BCD accuracy (was: HP 85/Rocky Mountain BASIC replacement)

From: Jim Battle <frustum_at_pacbell.net>
Date: Sat Apr 21 02:37:49 2001

At 12:47 AM 4/21/01 -0400, Allison Parent wrote:
>From: Jim Battle <frustum_at_pacbell.net>
> >Unless you are doing financial work where the fractional numbers tend to be
> >inherently decimal, BCD arithmetic, for a given number of bytes of storage,
> >is less accurate than binary. As a BCD byte can represent only 100 states
> >vs 256 for binary, you are going to lose more than one bit of accuracy per
>
>Sinppage....
>
>Never confuse accuracy with resolution or range.

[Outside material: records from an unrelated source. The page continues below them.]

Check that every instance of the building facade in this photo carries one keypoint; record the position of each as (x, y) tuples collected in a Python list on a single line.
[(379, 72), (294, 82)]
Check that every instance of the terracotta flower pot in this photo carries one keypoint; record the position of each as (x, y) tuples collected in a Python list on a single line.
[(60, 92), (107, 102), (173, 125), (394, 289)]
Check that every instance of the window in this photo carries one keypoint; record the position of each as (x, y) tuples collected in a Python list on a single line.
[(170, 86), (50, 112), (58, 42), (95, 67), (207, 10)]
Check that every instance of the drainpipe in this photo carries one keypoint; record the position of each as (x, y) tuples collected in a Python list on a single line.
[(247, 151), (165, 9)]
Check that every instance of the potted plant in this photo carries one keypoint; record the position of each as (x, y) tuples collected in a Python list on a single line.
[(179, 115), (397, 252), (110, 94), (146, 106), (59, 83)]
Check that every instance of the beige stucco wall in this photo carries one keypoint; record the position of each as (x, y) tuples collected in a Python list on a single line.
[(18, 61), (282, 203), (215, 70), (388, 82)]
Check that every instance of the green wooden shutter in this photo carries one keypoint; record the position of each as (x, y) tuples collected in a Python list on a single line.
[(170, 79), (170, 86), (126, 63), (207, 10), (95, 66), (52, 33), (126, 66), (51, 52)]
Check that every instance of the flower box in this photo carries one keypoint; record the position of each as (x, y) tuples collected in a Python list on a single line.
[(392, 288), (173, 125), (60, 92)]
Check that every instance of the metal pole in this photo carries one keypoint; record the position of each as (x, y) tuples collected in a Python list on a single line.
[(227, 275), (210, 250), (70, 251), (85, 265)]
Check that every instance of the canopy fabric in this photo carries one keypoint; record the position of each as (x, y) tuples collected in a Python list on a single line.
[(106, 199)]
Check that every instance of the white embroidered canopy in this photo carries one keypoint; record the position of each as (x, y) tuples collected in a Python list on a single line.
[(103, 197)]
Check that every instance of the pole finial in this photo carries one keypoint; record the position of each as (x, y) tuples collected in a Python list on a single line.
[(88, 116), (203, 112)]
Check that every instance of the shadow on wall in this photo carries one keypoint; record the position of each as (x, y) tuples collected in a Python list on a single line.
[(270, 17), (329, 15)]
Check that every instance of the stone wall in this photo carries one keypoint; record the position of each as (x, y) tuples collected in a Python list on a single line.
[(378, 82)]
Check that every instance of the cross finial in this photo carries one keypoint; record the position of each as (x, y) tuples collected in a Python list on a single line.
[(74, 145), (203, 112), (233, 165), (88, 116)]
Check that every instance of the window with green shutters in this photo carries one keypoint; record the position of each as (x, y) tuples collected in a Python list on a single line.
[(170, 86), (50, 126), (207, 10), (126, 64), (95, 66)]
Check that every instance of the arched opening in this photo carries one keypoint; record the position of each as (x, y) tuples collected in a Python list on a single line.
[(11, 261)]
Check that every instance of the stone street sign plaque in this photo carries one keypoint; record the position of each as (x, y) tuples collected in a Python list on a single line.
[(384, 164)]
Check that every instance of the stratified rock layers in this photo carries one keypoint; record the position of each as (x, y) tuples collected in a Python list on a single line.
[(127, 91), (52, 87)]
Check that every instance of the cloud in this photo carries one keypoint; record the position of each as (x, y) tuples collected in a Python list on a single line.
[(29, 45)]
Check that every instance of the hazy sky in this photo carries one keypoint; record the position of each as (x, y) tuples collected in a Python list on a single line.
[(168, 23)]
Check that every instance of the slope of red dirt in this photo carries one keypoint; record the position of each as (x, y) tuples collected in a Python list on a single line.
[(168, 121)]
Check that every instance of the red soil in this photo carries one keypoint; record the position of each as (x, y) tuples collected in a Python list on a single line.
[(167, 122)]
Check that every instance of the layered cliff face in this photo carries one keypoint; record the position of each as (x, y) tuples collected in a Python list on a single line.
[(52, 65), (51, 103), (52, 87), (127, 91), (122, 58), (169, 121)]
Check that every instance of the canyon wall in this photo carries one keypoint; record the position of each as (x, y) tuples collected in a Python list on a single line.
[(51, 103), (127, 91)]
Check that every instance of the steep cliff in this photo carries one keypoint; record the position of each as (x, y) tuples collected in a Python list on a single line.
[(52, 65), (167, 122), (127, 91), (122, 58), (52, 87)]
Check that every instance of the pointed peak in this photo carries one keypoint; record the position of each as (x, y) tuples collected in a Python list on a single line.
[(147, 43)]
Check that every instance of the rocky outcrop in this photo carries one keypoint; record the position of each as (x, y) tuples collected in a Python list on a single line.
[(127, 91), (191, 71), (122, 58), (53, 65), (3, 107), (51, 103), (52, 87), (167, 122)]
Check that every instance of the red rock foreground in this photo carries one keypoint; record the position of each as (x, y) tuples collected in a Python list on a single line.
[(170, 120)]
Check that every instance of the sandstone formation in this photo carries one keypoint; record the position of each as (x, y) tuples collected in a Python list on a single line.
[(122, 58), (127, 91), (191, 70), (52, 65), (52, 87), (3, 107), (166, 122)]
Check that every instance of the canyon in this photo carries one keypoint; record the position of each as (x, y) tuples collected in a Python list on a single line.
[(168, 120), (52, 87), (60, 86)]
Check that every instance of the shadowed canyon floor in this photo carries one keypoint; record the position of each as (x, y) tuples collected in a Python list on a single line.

Yes, they are three different things. Range is not in question here (which
is determined mostly by the exponent and base of the exponent). So we are
left with accuracy and resolution (back in high school I was taught the
terms accuracy and precision.). I don't know how your (accurate) statement
clarifies the matter at hand. I claim that a floating point representation
specifies precision and has nothing to say about accuracy (other than
accuracy is limited by precision).

To clarify, say a number is 175.136985. This represents my weight very
precisely, but whether it is accurate or not is a different matter.

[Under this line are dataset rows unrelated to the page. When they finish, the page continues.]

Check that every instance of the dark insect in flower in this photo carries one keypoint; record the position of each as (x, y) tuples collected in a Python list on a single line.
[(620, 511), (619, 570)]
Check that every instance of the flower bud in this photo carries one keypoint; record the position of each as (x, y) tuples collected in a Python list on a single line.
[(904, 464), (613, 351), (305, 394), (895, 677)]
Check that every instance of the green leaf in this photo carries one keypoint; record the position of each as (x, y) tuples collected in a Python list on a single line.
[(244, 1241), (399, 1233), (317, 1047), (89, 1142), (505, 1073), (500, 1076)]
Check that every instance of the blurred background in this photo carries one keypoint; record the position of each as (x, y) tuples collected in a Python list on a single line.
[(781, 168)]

>Most BCD systems were less prone to truncation, rounding and other
>cumulative errors within their range. Binary for the number of bits gave
>more resolution but sometimes at the expense of accuracy.

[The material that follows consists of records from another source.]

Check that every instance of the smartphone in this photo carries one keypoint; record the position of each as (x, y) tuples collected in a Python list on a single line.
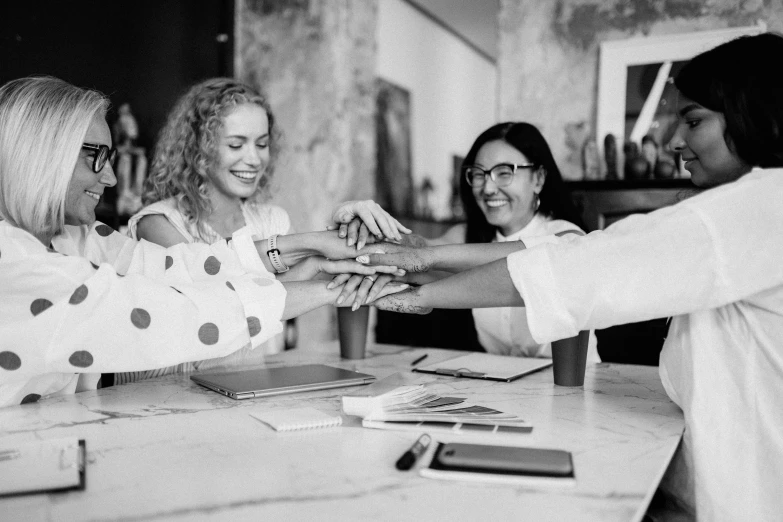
[(503, 459)]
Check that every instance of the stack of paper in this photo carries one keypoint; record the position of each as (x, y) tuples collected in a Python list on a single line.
[(386, 401)]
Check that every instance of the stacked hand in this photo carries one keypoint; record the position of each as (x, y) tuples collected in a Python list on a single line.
[(365, 221)]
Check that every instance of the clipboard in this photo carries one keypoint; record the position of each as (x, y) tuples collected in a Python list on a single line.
[(487, 366), (46, 466)]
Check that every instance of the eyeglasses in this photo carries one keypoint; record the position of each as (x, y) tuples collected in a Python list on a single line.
[(502, 174), (102, 154)]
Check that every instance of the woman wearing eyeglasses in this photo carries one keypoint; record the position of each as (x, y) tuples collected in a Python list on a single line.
[(79, 299), (511, 191), (711, 262)]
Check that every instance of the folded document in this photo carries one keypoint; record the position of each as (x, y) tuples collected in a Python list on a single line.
[(388, 401)]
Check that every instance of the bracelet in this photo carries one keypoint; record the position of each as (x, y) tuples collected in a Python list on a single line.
[(274, 255)]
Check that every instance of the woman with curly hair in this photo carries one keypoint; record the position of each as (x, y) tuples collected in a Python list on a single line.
[(80, 299), (711, 262), (209, 181)]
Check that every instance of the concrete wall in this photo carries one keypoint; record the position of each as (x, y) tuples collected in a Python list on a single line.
[(453, 91), (547, 69)]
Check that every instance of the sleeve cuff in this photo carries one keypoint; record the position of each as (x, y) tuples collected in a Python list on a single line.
[(547, 315), (264, 301)]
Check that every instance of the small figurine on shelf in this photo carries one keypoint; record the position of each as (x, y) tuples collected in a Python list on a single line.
[(666, 168), (650, 153), (425, 199), (610, 156), (131, 169), (636, 166), (591, 160)]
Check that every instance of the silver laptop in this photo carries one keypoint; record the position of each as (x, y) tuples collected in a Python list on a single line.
[(247, 384)]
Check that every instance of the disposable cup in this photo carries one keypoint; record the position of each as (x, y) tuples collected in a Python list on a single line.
[(352, 327), (569, 358)]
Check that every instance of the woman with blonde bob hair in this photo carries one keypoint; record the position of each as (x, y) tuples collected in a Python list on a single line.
[(34, 198), (80, 299)]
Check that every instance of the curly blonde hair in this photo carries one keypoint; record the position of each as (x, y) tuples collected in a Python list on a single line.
[(187, 147)]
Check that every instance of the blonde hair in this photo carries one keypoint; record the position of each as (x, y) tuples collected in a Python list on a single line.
[(43, 122), (187, 147)]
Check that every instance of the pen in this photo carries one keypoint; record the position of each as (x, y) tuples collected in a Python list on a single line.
[(417, 361), (410, 457)]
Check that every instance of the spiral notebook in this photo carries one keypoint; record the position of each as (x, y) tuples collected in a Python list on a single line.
[(297, 419)]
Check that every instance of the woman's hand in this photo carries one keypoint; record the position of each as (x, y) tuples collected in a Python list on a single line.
[(406, 302), (315, 267), (356, 220), (408, 258), (365, 289), (358, 290)]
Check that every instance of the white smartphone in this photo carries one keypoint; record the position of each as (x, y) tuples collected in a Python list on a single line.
[(503, 459)]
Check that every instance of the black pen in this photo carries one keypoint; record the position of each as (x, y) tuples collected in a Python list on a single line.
[(417, 361), (410, 457)]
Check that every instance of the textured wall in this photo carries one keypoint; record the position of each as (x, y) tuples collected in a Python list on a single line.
[(548, 60), (316, 61)]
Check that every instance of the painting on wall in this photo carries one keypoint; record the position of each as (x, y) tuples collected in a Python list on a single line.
[(394, 180), (637, 101)]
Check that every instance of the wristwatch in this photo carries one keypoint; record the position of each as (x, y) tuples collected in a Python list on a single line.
[(274, 255)]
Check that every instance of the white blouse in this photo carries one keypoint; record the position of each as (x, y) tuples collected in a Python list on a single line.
[(504, 331), (261, 220), (100, 302), (714, 263)]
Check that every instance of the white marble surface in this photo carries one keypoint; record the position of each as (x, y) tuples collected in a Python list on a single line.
[(170, 450)]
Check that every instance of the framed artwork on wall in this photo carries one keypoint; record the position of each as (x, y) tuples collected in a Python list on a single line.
[(627, 104), (394, 179)]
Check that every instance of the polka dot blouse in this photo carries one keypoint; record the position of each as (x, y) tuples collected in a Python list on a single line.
[(97, 301)]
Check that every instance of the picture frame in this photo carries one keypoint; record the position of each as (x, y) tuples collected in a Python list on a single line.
[(616, 56)]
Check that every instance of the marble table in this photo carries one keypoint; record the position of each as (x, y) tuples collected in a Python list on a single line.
[(167, 449)]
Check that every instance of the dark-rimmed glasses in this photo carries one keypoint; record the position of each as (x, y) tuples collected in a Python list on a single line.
[(102, 154), (502, 174)]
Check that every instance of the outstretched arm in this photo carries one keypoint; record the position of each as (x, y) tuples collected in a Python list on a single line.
[(356, 220), (482, 287)]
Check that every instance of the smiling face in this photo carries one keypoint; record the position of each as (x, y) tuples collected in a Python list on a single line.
[(86, 187), (700, 138), (512, 207), (243, 153)]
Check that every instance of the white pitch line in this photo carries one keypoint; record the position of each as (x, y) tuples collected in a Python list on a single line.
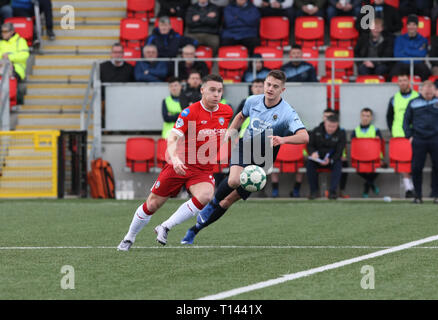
[(210, 247), (306, 273)]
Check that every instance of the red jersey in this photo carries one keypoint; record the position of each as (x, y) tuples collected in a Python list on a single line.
[(203, 131)]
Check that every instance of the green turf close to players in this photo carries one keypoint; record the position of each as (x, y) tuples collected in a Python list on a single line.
[(189, 273)]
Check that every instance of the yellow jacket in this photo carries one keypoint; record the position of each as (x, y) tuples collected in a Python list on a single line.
[(18, 51)]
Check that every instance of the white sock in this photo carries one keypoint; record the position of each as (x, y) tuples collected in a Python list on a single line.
[(186, 211), (408, 184), (139, 220)]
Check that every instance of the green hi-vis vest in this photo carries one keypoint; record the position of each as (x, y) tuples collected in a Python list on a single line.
[(370, 133), (400, 104), (173, 107)]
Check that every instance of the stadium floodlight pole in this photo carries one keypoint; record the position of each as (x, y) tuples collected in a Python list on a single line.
[(4, 97)]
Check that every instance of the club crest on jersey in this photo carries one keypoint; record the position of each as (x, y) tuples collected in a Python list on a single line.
[(179, 123), (185, 112)]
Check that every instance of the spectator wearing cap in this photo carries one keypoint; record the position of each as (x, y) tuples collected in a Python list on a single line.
[(411, 45), (167, 40), (375, 44), (202, 23), (298, 70), (260, 70), (190, 63), (150, 70), (241, 25)]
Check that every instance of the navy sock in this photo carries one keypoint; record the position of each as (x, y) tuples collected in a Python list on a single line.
[(222, 191)]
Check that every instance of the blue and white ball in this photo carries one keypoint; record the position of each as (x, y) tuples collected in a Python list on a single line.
[(253, 178)]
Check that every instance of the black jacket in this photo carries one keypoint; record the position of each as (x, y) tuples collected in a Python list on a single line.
[(384, 49), (322, 143), (205, 24)]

Again, I must be missing something, or perhaps it is a definitional
thing. I've given my definition for precision (or what you call
resolution) and accuracy. I claim accuracy is largely outside the scope of
a number representation. Perhaps you and others have a different
definition than I do and are also internally consistent. I'd like to hear
it, since I keep running into it and don't understand it.

As for truncation, this is exactly the example I give below. 0.1 (decimal)
is a non-repeating fraction in binary, and so might show up as
0.09999999999999 when converted back to a decimal output string. It is
very conveniently and exactly representable in BCD and so won't suffer this
type of problem. This is kind of unfair, because it just so happens that
this example has chosen a number that matches the base. Also, although it
might look wickedly different from 0.1, the error is only 10^-14.

If, on the other hand, you want to know what is sin(0.1), I claim the
binary representation is more precise (and thus allows more accuracy;
accuracy here depends on the implementation of the trig algorithms and not
inherently in the number system).

The counter example is that 0.11111 (base 16) [that is, 2^-4 + 2^-8 + 2^-12
+ 2^-16 + 2^-20] is exactly representable in a binary number system, but
not in an 8B BCD number representation because there isn't enough precision
to hold all the digits.

> >So, OK, 0.1 (base 10) can't be exactly represented in a binary format, but
> >0.11111 (base 16) can't be represented exactly in an 8B BCD representation.
>
>If you meant .1 and got .11111 that would be a significant error! same for
>say meaning .1 and getting .09999.

nope, I didn't mean that at all.

maybe I should give up and take this to the alt.ieee.vs.bcd.floating-point
newsgroup. :-)


-----
Jim Battle == frustum_at_pacbell.net
Received on Sat Apr 21 2001 - 02:37:49 BST